Segundo Julia, apesar de serem pouco vistos nos veículos de comunicação internacionais, existem dezenas de palestinos que estão usando a não violência para defender as suas terras e recursos hídricos dos soldados israelitas e colonos. Segundo a palestrante, esta divisão entre o que está a acontecer no terreno e a percepção no exterior é uma das principais razões para que ainda não exista um movimento pacífico de resistência palestina que tenha sido bem sucedido.


“Acredito que o que está faltando em grande parte para que a não violência aumente não é que os palestinos comecem a adotá-la, mas sim que nós comecemos a prestar atenção àqueles que já o fazem.” 

- Julia Bacha


Ela conta a história da aldeia de Budrus que, desde 2003, é cenário de um “extraordinário conjunto de acontecimentos” gerados pela mobilização pacífica de seus moradores. “No entanto, as mídias mantêm-se majoritariamente em silêncio em relação a estas histórias. Este silêncio acarreta profundas consequências para a probabilidade do crescimento da não violência, ou até da sua sobrevivência”, defende a brasileira.

Para ela, as resistências violenta e a não violenta têm uma coisa muito importante em comum - ambas são uma forma de teatro a procura de audiência para a sua causa. “Assim, se os atores violentos forem os únicos a conseguir visibilidade nas primeiras páginas e a atrair a atenção internacional para a questão da Palestina, torna-se muito difícil aos líderes não violentos convencer as suas comunidades de que a desobediência civil é uma opção viável para a abordagem do seu empenho”.

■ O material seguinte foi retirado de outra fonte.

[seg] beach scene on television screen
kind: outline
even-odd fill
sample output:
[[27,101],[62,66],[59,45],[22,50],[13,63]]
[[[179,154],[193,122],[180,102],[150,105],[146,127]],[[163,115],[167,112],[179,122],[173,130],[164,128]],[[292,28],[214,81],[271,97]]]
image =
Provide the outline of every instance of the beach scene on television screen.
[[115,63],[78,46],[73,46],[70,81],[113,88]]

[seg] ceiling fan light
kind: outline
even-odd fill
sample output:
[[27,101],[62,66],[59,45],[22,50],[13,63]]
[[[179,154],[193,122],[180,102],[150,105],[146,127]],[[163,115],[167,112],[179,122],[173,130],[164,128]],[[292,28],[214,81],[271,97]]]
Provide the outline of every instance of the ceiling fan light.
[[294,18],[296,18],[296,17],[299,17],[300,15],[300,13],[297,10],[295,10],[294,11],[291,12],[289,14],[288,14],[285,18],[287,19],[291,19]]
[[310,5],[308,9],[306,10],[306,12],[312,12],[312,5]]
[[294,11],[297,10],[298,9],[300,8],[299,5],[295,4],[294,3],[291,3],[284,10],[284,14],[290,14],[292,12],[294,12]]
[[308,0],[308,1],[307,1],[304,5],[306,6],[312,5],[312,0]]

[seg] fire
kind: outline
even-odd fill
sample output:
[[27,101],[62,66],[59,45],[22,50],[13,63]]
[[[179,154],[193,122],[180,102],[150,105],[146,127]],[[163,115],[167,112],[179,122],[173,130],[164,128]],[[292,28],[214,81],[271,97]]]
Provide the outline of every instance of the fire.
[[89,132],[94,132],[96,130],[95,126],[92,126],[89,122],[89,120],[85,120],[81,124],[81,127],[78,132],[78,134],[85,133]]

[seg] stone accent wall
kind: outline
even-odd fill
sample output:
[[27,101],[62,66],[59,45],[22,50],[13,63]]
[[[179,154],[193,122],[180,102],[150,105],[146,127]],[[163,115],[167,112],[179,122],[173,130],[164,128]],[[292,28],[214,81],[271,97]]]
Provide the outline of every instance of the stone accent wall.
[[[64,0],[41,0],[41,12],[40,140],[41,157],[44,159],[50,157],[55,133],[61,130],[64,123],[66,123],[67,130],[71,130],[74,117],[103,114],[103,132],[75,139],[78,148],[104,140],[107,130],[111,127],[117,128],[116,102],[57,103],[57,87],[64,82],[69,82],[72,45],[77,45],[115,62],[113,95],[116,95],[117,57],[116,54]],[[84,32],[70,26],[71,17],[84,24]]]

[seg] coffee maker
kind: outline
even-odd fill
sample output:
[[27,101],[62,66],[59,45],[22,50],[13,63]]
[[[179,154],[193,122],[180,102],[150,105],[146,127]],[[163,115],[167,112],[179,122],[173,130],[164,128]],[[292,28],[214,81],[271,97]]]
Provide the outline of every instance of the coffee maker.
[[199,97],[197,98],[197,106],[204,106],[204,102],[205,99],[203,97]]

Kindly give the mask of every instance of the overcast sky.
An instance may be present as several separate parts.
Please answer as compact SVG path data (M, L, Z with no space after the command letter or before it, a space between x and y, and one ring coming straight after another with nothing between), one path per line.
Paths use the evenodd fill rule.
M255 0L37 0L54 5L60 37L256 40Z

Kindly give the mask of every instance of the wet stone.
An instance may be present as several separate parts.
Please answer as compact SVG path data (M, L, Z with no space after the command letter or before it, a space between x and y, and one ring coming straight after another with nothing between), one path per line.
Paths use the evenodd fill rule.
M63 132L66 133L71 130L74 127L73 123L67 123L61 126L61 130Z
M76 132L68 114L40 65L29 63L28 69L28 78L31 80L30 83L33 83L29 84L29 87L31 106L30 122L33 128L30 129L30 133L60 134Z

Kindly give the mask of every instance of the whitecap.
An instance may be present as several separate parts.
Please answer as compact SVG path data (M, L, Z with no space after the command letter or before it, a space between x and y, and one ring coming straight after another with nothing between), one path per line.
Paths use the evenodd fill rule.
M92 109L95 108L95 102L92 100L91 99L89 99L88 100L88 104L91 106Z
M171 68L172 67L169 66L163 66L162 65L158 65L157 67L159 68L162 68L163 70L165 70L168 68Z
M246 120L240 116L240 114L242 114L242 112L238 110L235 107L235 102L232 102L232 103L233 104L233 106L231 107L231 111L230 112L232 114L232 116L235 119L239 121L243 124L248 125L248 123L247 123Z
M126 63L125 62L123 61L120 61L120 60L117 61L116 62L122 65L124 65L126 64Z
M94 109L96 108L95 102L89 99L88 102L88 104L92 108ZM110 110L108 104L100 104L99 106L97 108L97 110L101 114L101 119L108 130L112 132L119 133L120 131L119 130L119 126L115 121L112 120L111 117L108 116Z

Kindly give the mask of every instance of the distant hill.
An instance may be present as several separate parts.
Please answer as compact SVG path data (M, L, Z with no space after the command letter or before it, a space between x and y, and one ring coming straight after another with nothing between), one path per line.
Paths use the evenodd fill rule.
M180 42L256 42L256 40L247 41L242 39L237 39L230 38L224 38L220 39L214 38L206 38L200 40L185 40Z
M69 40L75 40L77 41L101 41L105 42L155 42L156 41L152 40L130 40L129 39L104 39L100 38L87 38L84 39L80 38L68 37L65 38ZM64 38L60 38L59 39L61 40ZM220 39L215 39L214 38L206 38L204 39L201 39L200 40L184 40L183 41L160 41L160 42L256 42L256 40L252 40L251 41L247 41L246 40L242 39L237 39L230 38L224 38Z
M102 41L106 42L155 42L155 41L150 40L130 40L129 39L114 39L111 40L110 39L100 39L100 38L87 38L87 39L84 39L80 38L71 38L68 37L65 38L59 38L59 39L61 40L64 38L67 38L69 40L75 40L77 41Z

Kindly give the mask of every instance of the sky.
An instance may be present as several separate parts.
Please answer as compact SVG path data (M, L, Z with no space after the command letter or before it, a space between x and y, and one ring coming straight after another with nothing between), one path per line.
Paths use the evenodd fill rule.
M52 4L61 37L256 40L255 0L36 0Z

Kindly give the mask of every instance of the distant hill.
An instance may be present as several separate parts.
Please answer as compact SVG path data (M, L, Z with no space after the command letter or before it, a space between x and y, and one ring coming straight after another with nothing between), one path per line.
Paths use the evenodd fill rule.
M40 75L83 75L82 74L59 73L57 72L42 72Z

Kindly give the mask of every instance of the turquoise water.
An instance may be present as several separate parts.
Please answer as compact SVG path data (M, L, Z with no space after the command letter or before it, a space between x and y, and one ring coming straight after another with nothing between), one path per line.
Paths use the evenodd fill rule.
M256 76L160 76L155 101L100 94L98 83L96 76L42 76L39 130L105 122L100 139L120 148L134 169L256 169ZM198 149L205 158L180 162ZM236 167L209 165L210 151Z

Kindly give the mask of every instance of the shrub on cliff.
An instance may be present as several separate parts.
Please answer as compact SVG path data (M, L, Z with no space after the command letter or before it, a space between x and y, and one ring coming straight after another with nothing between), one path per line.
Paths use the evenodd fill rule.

Esse “comportamento funcional”, comumente visto na infância, quando as crianças aprendem que a atenção dos pais está relacionada ao choro, pode ser incentivado ou desincentivado também nas grandes causas sociais, diz Julia. “O comportamento de comunidades e países inteiros pode ser influenciado, dependendo de onde a comunidade internacional escolha focar a sua atenção”, diz.

Por isso, a palestrante defende ser fundamental para acabar com o conflito no Médio Oriente que a não violência seja transformada em um comportamento funcional, dando muito mais atenção aos líderes não violentos que estão hoje em ação.

“Eu acredito que a coisa mais importante é compreender que se não prestarmos atenção a estes esforços, eles são invisíveis e é como se nunca tivessem acontecido. Mas eu vi que se lhes prestarmos atenção eles vão se multiplicar”, conclui.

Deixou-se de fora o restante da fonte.